Zip-a-dee-doo-dah, Gullah and Mitchelville

Uncle Remus

Uncle Remus is the singer and "Zip-a-dee-doo-dah" is the song that won the 1947 Academy Award for Best Song.

If you remember the Disney movie, Song of the South, which featured Uncle Remus and that song, then you are old. If you don't, there is a reason why and I'll tell you about that... and Gullah and Mitchelville.

Uncle Remus is the fictional, kindly old former slave who serves as story teller of African-American folk tales compiled and adapted by Joel Chandler Harris. He wrote seven Uncle Remus books, his first in 1881. The story setting is shortly after the Civil War when slavery had just been abolished.

Song of the South was Disney's first movie that mixed animation with real actors. The tales Uncle Remus relates, with the help of Disney animation, are familiar.

But the reason many have never seen the movie is that it has never been re-released for today's audiences. The stories were presented in a manner that was consistent with segregation of the day, but as America began waking to this prejudice in the mid-20th century, the dialect, the Uncle Remus persona and other stereotypes evident in the movie were demeaning and patronizing to African-Americans.

Jackie Robinson didn't break the color barrier in major league baseball until 1947 and there were still, across much of the old south and sometimes elsewhere, "white" and "colored" bathrooms and drinking fountains, segregated schools, movie theaters, restaurants, hotels. buses and other things.
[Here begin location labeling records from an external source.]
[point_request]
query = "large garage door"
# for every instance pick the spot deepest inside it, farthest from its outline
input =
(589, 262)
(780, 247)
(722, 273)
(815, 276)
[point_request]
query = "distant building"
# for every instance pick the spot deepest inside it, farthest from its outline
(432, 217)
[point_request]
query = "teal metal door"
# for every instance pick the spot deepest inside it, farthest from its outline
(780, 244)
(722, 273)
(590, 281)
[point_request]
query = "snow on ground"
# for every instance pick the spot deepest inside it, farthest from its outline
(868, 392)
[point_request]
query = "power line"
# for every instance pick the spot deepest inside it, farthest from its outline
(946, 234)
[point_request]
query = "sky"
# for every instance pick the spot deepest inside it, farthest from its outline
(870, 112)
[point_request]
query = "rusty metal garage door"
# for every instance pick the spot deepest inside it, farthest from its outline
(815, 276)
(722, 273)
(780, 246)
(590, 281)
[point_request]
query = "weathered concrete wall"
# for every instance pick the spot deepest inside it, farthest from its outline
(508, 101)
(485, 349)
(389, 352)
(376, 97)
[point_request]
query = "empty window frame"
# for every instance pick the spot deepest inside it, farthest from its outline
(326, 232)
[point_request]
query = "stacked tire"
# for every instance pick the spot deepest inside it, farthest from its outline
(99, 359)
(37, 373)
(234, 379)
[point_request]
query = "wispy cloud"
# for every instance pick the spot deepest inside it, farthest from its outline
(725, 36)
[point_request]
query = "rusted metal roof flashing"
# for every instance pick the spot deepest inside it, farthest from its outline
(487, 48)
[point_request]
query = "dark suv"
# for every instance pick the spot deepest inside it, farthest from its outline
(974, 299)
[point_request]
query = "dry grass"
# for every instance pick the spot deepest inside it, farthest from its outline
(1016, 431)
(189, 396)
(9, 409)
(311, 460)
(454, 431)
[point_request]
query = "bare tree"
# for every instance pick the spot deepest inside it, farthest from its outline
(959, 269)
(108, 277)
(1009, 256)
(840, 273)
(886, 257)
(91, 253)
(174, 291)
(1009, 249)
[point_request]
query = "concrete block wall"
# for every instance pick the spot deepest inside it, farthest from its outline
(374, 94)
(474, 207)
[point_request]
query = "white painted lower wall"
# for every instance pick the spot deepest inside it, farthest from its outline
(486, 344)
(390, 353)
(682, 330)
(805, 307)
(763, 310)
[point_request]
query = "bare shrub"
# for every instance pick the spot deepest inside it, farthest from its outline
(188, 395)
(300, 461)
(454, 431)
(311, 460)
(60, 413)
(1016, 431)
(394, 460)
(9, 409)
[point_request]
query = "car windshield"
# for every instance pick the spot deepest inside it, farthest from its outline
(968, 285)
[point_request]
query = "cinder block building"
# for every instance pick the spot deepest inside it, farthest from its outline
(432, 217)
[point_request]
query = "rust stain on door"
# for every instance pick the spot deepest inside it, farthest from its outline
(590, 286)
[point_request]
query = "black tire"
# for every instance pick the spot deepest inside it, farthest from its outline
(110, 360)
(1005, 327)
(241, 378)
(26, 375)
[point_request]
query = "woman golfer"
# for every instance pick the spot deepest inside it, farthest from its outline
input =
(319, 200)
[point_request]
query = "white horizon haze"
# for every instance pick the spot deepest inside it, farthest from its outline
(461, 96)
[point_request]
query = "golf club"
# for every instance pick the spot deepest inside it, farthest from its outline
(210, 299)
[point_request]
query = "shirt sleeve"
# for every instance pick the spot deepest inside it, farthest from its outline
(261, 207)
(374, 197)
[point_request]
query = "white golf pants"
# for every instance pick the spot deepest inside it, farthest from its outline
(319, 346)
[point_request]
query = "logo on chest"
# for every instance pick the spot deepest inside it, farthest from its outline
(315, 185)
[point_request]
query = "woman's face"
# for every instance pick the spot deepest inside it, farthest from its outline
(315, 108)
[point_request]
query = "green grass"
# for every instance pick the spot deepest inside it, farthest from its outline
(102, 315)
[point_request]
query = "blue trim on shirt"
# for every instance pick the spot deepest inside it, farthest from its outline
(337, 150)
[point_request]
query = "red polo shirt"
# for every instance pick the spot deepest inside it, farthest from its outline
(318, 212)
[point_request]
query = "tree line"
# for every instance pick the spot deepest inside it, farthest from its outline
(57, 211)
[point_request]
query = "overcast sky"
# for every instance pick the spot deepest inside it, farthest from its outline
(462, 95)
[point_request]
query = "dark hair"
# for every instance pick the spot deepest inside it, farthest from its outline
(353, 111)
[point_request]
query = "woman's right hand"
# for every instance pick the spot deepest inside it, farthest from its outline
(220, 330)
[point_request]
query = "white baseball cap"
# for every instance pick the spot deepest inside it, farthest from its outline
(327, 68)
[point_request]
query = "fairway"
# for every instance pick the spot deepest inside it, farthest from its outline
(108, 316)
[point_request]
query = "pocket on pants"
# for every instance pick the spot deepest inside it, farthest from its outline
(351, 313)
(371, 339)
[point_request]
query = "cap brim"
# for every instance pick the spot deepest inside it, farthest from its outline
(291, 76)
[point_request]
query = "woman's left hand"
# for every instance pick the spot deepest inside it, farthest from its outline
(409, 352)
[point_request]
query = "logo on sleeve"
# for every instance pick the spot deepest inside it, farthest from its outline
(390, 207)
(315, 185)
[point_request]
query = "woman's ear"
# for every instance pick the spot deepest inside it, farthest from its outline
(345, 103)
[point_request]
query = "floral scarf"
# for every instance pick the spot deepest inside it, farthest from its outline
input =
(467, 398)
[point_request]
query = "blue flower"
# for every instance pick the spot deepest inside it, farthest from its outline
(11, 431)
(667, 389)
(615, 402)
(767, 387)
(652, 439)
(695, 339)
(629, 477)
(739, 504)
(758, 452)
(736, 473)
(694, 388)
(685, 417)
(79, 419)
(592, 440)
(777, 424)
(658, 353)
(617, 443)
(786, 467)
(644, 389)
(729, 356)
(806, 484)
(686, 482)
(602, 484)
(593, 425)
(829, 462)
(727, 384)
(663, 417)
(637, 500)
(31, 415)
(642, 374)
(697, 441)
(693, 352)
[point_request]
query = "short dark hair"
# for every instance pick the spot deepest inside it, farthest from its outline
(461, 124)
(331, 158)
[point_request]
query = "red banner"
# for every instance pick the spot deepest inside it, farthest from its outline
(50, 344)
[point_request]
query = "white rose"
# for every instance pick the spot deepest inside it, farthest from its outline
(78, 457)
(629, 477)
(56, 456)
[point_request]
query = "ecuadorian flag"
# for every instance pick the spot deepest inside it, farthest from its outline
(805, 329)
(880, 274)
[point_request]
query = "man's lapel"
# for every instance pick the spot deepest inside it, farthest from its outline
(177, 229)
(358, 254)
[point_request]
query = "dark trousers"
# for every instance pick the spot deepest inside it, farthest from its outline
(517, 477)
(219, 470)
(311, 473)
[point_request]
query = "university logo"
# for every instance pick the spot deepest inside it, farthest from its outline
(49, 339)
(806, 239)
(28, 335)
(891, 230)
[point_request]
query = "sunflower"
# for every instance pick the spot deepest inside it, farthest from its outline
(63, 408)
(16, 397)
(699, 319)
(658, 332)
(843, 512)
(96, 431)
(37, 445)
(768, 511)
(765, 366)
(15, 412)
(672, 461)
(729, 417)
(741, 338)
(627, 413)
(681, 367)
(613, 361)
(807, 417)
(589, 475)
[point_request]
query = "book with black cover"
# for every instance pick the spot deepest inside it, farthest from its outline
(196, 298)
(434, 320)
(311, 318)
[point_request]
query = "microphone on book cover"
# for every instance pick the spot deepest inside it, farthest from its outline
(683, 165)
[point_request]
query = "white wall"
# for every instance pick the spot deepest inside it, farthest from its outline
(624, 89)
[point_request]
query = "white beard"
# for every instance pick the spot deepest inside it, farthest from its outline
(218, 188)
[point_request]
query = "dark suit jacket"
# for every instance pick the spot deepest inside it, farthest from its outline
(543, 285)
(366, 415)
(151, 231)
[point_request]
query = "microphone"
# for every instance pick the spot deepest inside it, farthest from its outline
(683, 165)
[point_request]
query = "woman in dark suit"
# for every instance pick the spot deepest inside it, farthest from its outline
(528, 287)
The stories' context is set on a former slave-owning plantation and plays out in the prejudicial world of "then" at a time when radical change was in the offing.

The Uncle Remus character though, is Gullah, those folks say. And the tales are proudly claimed  for their charm and history despite the juxtaposition of then and now. The Gullah folk of today are the descendants of enslaved Africans and some Portuguese who were thrown together by slave traders in the  Lowcountry coastal regions of the United States, from southeast North Carolina to northeast Florida. The created their own common language from English... a clipped, stylized version where verbs have only one tense and unneeded letters are simply dropped. A few of their cultural expressions sound like this: "Ebry shut eye ain't sleep" and "Dog got four foot, but can't walk but one road."   Any guesses of their meanings?

On Hilton Head island, the Gullah had the first American opportunity to form a town, Mitchelville (yes, it is spelled correctly) in 1862 and elect their own officials. It was named for Union general, Ormsby M. Mitchell who defeated a Confederate attempt to take the island. The Union army supplied material and built small (18x30 feet), framed houses for as many as 3,000 escaped and soon to be freed slaves. Mitchelville lasted until about 1870 when the call of jobs and life elsewhere made the community less relevant.  

B'rer Fox
Gullah tradition still embraces those tales, our 70-year-old Gullah tour guide, Melvin, told us. Melvin is a direct descendant of those former slaves and he recently took us on a two-hour show-and-tell extravaganza of Gullah history and culture on Hilton Head Island.

The tales, you ask. Ever hear of Br'er Rabbit, Br'er Fox and Br'er Bear? Those are  three of Joel Chandler Harris's leading characters and their antics spin the tale. They entertain and educate, like Aesop's Fables, with a lesson or moral.

B'rer Rabbit
The stories are written in a dialect devised by Harris to represent deep south Gullah. And for the movie and books, it works. At the time of Harris' publications, his work was praised for its ability to capture plantation negro dialect.

It's amazing what you learn when you pay attention. Did you know that 170,000 African-Americans served in the Union Army and 20,000 in the Union Navy during the American Civil War?